TreeMap stores key-value pairs in a self-balancing Red-Black Tree. Keys are sorted based on
natural order or a provided Comparator. Red-Black Tree ensures balanced height, so operations
(get, put, remove) are O(log n). It is ideal when you need ordered maps or range-based queries.
26. How does Java handle immutability with Collections (e.g., Collections.unmodifiableList)?
Collections.unmodifiableXXX() returns a wrapper around the original collection. Any attempt to
modify (add, remove, set) throws UnsupportedOperationException. However, if the underlying
collection is modified directly, changes are still reflected. For true immutability, use immutable
libraries (Guava, Java 9 List.of()).
27. What is BlockingQueue and where have you used it in real-time systems?

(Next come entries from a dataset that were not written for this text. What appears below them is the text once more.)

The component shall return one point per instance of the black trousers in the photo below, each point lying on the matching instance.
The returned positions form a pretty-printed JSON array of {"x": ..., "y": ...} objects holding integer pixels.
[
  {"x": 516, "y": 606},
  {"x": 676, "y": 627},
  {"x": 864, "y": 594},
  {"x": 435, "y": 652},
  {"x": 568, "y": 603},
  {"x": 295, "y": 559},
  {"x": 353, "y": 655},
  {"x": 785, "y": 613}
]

BlockingQueue is a thread-safe queue that supports operations like put() and take(), which block if
the queue is full or empty. Common implementations: ArrayBlockingQueue, LinkedBlockingQueue,
PriorityBlockingQueue. Widely used in producer-consumer problems, task scheduling, thread
pools, and message pipelines.
28. Explain the difference between parallelStream and normal stream on collections.
A normal stream processes elements sequentially using a single thread. A parallelStream divides
the collection into multiple chunks and processes them in parallel using ForkJoinPool.
ParallelStream improves performance for large, CPU-intensive tasks but can degrade performance
for small or I/O-heavy tasks due to overhead. Always benchmark before using.
29. What is Spliterator in Java? How is it different from Iterator?
Spliterator (Java 8) is designed for parallel processing. It supports methods like trySplit() to partition
data for parallel execution. Iterator supports sequential traversal only. Spliterator also provides
characteristics (ORDERED, DISTINCT, SORTED) for better optimization. Mainly used internally by
streams for efficient parallelism.
30. In real projects, when would you prefer ArrayList, LinkedList, or CopyOnWriteArrayList?
ArrayList: best for read-heavy, random-access scenarios (e.g., caching, lookups). LinkedList: best
for frequent insertions/deletions in the middle (though rarely chosen in practice).
CopyOnWriteArrayList: ideal for multi-threaded read-heavy applications with infrequent writes, like
subscriber lists or configuration data. Choice depends on read-write ratio and concurrency needs.